Selon lui, «si vous pensez que c’est votre guerre, mais que l’ennemi est plus fort que vous et qu’il a des avantages sur le champ de bataille, dans ce cas, vous êtes dans le camp des perdants et il ne sera pas facile de trouver une issue à cette situation. Aujourd’hui, nous, Européens, avec les Ukrainiens, sommes en train de perdre la guerre et n’avons aucune idée de la manière de sortir de cette situation, de ce conflit. C’est un problème très grave».
C’est le nœud du problème. Dans ces circonstances, il serait catastrophique que l’opinion publique et les dirigeants occidentaux ne saisissent pas toute la portée de l’avertissement brutal de Poutine, selon lequel Moscou pense ce qu’elle dit, à savoir qu’elle considérera tout déploiement de combat occidental en Ukraine par les pays de l’OTAN comme un acte de guerre.
Certes, si la Russie est confrontée au risque d’une défaite militaire en Ukraine face aux forces de l’OTAN en déploiement de combat et que les régions du Donbass et de la Novorossiya risquent d’être à nouveau soumises, cela menacerait la stabilité et l’intégrité de l’État russe – et remettrait en question la légitimité des dirigeants du Kremlin eux-mêmes – et la question de l’utilisation des armes nucléaires deviendrait alors plus ouverte.

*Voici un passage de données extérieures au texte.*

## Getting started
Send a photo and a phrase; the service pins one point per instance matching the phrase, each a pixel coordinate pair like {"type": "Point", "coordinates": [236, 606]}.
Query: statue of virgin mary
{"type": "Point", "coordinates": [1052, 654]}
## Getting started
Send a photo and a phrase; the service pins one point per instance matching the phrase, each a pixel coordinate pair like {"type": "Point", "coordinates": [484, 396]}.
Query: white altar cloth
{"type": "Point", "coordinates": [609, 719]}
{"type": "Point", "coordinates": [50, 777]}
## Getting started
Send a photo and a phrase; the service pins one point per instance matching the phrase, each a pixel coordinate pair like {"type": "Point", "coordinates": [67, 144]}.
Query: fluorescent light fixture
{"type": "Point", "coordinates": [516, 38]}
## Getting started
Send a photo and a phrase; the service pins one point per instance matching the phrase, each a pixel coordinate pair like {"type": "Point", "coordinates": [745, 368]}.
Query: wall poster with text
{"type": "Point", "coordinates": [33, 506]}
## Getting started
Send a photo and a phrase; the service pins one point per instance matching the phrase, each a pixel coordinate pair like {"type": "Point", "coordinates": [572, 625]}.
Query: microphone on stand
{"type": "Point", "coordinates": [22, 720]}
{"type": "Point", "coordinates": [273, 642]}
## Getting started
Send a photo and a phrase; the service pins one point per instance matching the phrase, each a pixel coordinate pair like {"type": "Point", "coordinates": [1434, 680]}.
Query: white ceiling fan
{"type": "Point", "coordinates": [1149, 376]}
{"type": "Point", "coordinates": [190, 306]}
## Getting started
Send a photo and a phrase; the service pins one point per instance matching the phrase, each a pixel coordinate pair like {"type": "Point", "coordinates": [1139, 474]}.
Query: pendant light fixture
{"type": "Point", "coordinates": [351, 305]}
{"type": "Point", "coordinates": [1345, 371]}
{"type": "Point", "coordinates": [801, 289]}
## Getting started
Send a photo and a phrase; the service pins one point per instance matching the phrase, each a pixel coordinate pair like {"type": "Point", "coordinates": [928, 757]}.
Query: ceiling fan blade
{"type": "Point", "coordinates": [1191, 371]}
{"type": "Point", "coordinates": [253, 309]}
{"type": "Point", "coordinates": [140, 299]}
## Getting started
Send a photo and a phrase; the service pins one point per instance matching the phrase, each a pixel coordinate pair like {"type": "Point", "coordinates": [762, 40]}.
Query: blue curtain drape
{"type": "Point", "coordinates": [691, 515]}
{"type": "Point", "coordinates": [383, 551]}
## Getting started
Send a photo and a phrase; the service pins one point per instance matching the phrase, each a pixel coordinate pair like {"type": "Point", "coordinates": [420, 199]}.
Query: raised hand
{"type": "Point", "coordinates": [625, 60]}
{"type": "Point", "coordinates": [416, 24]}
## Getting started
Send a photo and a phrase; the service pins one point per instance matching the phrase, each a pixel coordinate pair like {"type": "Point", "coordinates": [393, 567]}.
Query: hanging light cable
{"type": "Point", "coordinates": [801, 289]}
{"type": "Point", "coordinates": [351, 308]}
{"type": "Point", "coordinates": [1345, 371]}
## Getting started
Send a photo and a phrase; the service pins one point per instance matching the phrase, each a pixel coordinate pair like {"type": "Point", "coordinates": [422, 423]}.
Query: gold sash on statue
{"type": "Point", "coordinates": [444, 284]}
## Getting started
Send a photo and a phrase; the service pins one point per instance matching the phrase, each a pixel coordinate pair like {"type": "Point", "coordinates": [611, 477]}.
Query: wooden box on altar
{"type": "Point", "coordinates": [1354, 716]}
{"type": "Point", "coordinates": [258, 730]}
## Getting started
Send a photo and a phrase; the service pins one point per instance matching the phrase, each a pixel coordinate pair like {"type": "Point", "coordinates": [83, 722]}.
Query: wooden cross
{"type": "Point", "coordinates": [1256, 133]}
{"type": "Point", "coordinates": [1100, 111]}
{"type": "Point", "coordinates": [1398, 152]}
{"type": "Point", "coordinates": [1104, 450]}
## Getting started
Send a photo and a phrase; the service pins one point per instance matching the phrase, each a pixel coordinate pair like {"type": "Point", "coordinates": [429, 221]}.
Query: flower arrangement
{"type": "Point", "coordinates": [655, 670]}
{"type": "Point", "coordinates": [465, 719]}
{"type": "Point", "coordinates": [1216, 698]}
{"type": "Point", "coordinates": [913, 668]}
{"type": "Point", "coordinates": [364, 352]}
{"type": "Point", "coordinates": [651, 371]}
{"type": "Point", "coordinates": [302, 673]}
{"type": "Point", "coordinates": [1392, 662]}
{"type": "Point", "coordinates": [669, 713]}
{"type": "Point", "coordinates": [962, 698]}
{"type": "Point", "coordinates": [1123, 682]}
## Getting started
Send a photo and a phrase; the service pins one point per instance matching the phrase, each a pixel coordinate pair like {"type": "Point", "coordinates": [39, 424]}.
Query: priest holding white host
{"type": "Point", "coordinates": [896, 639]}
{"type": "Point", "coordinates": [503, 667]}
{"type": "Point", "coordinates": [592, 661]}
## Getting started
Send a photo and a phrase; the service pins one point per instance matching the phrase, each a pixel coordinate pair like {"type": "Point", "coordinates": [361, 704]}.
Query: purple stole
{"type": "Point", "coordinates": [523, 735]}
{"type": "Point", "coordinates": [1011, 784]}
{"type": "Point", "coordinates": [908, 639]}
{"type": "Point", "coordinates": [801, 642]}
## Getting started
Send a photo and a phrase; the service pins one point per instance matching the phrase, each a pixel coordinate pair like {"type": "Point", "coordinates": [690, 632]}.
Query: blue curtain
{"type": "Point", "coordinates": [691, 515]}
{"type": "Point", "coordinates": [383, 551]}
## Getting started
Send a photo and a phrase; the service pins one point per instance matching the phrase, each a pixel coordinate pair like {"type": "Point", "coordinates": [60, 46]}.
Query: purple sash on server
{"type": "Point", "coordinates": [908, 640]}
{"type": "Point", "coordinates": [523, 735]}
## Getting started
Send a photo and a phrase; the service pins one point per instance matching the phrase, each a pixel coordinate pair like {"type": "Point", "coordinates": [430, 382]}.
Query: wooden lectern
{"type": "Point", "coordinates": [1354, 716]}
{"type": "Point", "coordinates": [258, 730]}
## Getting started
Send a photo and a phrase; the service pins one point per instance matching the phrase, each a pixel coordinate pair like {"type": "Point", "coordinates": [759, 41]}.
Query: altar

Pour enfoncer le clou, Poutine a passé en revue l’inventaire russe qui étaye la supériorité nucléaire de la Russie aujourd’hui, supériorité que les États-Unis ne peuvent en aucun cas égaler. Il a en outre déclassifié certaines informations top secrètes : «Les efforts visant à développer plusieurs autres nouveaux systèmes d’armes se poursuivent, et nous attendons d’en savoir encore plus sur les réalisations de nos chercheurs et de nos fabricants d’armes».